I watch as the cabin flashes by on the screen as Soph runs through the rooms, and I listen as Tanya tells her to make sure she washes everything. She puts the phone up to her face for a moment.

“Just one second, Chandler.”

She puts the phone back down, and as I wait for her to walk to wherever she is going, I shift around in my seat. I feel like a teenager again. Nervous to talk to my crush. She sits down, and I can see the stairs behind her, which tells me she is in the living room. Far enough away from Sophia that she can’t hear us talk, but close enough so Tanya can still hear her if needed.

“Sophia said you wanted to talk to me.”

Something is still wrong, and I can’t wait to see her in person to find out. If we are to get married, even if she thinks it’s just for the status, I need to make sure she’s happy.

“Are you finally ready to tell me what’s wrong? You’ve been acting off since Sunday.”

She studies me through the phone, something that I’ve noticed she does a lot.

“I was upset Sunday, but I didn’t want to say anything in case it was just a timing thing, but the last few days have shown me that it wasn’t.”

I clench my fist around the phone. I don’t like that she has been upset with me and never said anything.

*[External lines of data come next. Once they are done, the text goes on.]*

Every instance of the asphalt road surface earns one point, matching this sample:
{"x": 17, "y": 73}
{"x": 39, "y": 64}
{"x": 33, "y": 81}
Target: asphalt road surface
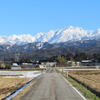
{"x": 52, "y": 87}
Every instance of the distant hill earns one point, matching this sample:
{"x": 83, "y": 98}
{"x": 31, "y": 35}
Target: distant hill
{"x": 64, "y": 34}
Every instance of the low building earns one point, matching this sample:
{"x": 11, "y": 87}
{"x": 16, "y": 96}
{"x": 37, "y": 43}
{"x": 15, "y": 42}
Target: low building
{"x": 2, "y": 64}
{"x": 90, "y": 63}
{"x": 41, "y": 66}
{"x": 70, "y": 63}
{"x": 15, "y": 66}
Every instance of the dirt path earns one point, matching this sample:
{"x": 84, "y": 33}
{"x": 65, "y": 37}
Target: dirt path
{"x": 52, "y": 87}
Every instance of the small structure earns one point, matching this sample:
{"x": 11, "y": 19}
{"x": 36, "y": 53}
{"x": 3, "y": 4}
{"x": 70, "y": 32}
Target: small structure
{"x": 15, "y": 66}
{"x": 70, "y": 63}
{"x": 90, "y": 63}
{"x": 41, "y": 66}
{"x": 2, "y": 64}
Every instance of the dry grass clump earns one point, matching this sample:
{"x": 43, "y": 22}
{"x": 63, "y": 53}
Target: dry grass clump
{"x": 9, "y": 85}
{"x": 90, "y": 78}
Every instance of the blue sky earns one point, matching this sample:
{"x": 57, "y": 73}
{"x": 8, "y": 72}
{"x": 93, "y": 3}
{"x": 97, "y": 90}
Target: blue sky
{"x": 34, "y": 16}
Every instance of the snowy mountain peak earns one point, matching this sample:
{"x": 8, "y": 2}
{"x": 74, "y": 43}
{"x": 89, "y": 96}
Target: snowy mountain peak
{"x": 65, "y": 34}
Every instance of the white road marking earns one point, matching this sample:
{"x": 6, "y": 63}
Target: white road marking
{"x": 74, "y": 88}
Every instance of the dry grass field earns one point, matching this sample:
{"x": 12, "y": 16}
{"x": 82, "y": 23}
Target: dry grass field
{"x": 90, "y": 78}
{"x": 9, "y": 85}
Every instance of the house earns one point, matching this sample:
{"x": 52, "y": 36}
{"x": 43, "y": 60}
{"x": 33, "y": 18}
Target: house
{"x": 41, "y": 66}
{"x": 28, "y": 65}
{"x": 15, "y": 66}
{"x": 49, "y": 64}
{"x": 90, "y": 63}
{"x": 70, "y": 63}
{"x": 2, "y": 64}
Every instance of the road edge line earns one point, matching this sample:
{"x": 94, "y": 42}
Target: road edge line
{"x": 74, "y": 88}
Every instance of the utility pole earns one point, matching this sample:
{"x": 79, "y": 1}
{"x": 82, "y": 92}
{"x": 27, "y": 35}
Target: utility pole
{"x": 17, "y": 55}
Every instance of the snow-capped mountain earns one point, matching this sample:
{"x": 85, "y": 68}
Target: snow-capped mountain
{"x": 65, "y": 34}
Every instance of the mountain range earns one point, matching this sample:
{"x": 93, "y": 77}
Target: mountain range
{"x": 65, "y": 34}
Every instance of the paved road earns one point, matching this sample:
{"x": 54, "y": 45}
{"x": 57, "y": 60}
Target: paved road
{"x": 52, "y": 87}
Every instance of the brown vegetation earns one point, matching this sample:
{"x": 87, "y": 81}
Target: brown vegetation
{"x": 9, "y": 85}
{"x": 90, "y": 78}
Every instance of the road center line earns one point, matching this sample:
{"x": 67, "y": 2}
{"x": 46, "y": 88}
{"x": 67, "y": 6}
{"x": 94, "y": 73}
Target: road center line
{"x": 74, "y": 88}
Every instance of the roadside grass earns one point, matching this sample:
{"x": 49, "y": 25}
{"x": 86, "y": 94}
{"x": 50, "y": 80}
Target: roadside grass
{"x": 37, "y": 69}
{"x": 81, "y": 88}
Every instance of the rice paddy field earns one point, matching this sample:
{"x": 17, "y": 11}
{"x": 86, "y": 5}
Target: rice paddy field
{"x": 12, "y": 80}
{"x": 89, "y": 78}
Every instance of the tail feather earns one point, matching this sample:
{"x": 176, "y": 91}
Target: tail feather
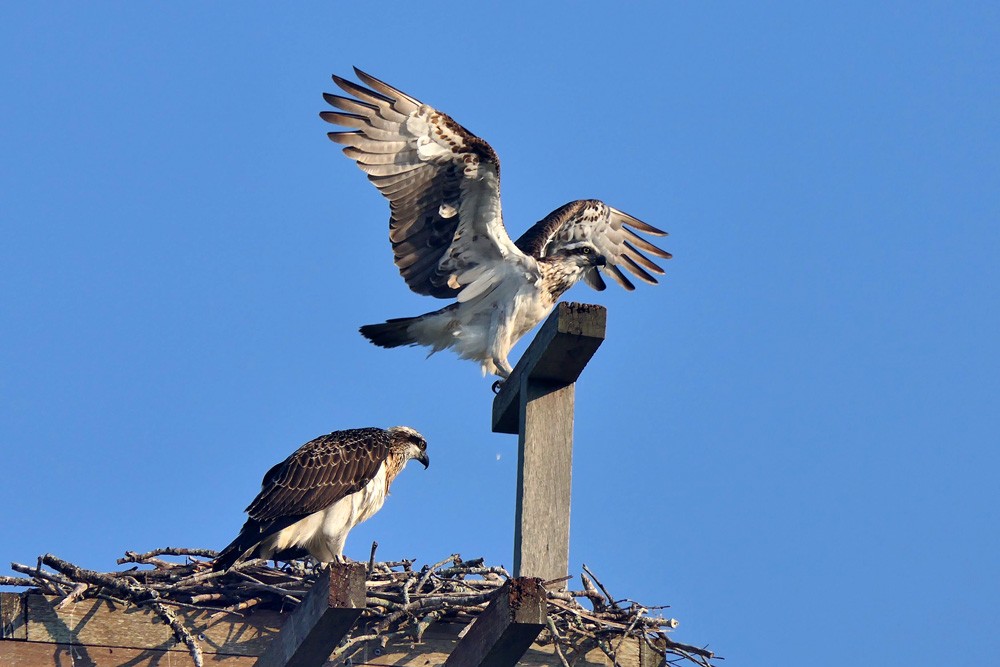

“So why haven’t you called me? Communication is important in a relationship, Tanya. You can’t just be mad at me and expect me to figure it out on my own and fix it.”

My tone is ruder than I intended it to be, but I don’t like mind games.

“I don’t know how to be in a relationship, Chandler! You keep on acting like this should all be as if nothing ever happened to me. Like I should have known you and remembered everything from nine years ago as soon as I saw you, but that’s not going to happen. All I know are the last nine years.”